The sound stopped. There was silence. He came as far as the door, set his hand on it, nerved himself to go inside. Then he heard her light steps somewhere far inside, heard the sounds of life, and she did not summon him. He waited, shivering.
Things moved inside. There was the sound of machinery. It continued, and yet at times he heard her steps clearly. And he remembered with a panic that he had turned his back on Duncan, and whirled to see.
But the human only stood, no closer than Melein had permitted, and made no attempt to flee.
“Sit down,” he bade Duncan sharply; and Duncan did so where he stood, waiting. Niun cursed himself for seeking after Melein and forgetting the charge she had set on him, to mind matters outside. He had put them both at Duncan’s mercy had the human braved the dusei to take advantage of it. He settled on the sand himself, at such an angle that he could watch the human and yet steal glances toward the shrine. He wrapped his arms about his knees, locked his hands with numbing force, and waited, listening.

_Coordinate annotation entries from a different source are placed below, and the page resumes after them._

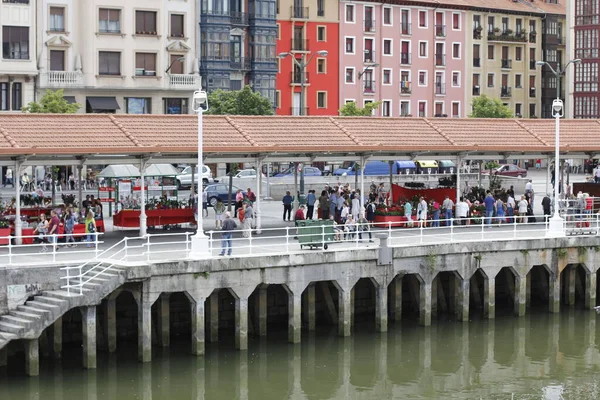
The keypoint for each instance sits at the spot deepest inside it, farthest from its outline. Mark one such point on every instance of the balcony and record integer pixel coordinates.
(440, 88)
(405, 87)
(298, 12)
(404, 58)
(440, 60)
(406, 28)
(440, 30)
(369, 87)
(300, 44)
(369, 25)
(183, 81)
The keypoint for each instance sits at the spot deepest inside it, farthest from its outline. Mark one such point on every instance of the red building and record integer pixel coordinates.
(306, 30)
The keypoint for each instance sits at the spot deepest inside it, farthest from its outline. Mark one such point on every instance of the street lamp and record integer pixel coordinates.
(200, 247)
(556, 226)
(302, 64)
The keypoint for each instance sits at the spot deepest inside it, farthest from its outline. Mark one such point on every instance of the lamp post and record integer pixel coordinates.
(556, 226)
(302, 64)
(200, 247)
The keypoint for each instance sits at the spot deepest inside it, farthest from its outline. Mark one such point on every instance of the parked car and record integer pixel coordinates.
(184, 179)
(308, 171)
(220, 191)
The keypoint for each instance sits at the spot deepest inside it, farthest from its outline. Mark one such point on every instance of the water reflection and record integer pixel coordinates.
(548, 356)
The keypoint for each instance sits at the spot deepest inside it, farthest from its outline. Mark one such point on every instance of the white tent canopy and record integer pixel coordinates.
(131, 171)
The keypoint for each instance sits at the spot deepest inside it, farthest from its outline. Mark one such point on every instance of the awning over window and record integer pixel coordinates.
(103, 103)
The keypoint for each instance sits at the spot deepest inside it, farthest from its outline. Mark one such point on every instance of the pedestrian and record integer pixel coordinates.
(311, 199)
(228, 226)
(287, 205)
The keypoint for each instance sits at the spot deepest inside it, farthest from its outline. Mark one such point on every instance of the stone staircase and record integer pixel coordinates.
(29, 320)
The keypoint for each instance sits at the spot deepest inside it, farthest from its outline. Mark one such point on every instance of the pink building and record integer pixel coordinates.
(411, 58)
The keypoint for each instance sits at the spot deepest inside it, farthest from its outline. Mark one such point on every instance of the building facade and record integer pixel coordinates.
(306, 27)
(18, 62)
(136, 57)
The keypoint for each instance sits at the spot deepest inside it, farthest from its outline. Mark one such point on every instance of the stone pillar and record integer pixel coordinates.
(32, 352)
(489, 298)
(311, 306)
(463, 297)
(110, 323)
(344, 313)
(261, 299)
(425, 304)
(381, 308)
(520, 295)
(214, 316)
(88, 320)
(164, 319)
(295, 317)
(590, 290)
(57, 338)
(241, 323)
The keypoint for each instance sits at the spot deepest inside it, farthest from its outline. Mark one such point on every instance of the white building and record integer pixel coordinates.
(18, 62)
(134, 56)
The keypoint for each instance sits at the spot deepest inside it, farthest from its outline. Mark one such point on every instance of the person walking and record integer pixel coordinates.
(287, 205)
(228, 226)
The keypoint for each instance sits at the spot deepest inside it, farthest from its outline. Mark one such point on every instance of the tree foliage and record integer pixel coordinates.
(484, 107)
(351, 110)
(238, 102)
(52, 102)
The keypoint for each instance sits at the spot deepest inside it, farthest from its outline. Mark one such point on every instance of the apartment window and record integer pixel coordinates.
(387, 77)
(423, 19)
(349, 45)
(57, 19)
(57, 60)
(321, 99)
(145, 22)
(175, 106)
(387, 47)
(321, 34)
(145, 64)
(109, 63)
(456, 50)
(349, 13)
(15, 43)
(137, 105)
(110, 20)
(387, 16)
(349, 75)
(177, 25)
(321, 66)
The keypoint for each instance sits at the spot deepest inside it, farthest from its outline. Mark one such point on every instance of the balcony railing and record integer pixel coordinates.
(505, 91)
(405, 28)
(369, 86)
(404, 58)
(440, 30)
(440, 60)
(299, 12)
(506, 63)
(369, 25)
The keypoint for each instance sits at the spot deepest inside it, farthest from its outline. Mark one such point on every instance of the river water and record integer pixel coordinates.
(539, 356)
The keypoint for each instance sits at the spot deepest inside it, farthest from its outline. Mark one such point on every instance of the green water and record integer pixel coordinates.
(541, 356)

It was a long, long wait, in which he grew miserable and changed position many a time. It seemed in his sense of time that it must be drawing toward dawn, although the overcast sky visible above them still was dark. And for a long, long time there was no sound at all from within the shrine.
He hurled himself to his feet finally, impatient to go again, to the door, and then persuaded himself that he had no business to invade that place. In his misery he paced the small area he had to pace and looked down betimes at the human, who waited as he had been warned to wait. Duncan’s eyes were unreadable in the almost-dark.
There was the sound of footsteps again. He turned upon the instant, saw the white flash of the penlight in the doorway. He saw Melein, a shadow, carrying the tiny light in her fingers, her arms clasped about something.
He went as close as he dared, saw that what she carried was some sort of casing, ovoid, made of shining metal. It had a carrying bar recessed into it at one end, but she bore it as she might have carried an infant, as something precious, though she staggered with the weight of it and could not step over the stones bearing it.
“Take it,” she said in a faint, strained voice, and he galvanized himself out of his paralysis of will and reached forth his arms to receive it, dismayed by the weight of what she had managed to carry. It was cold and strange in balance and he shivered as he took it against him.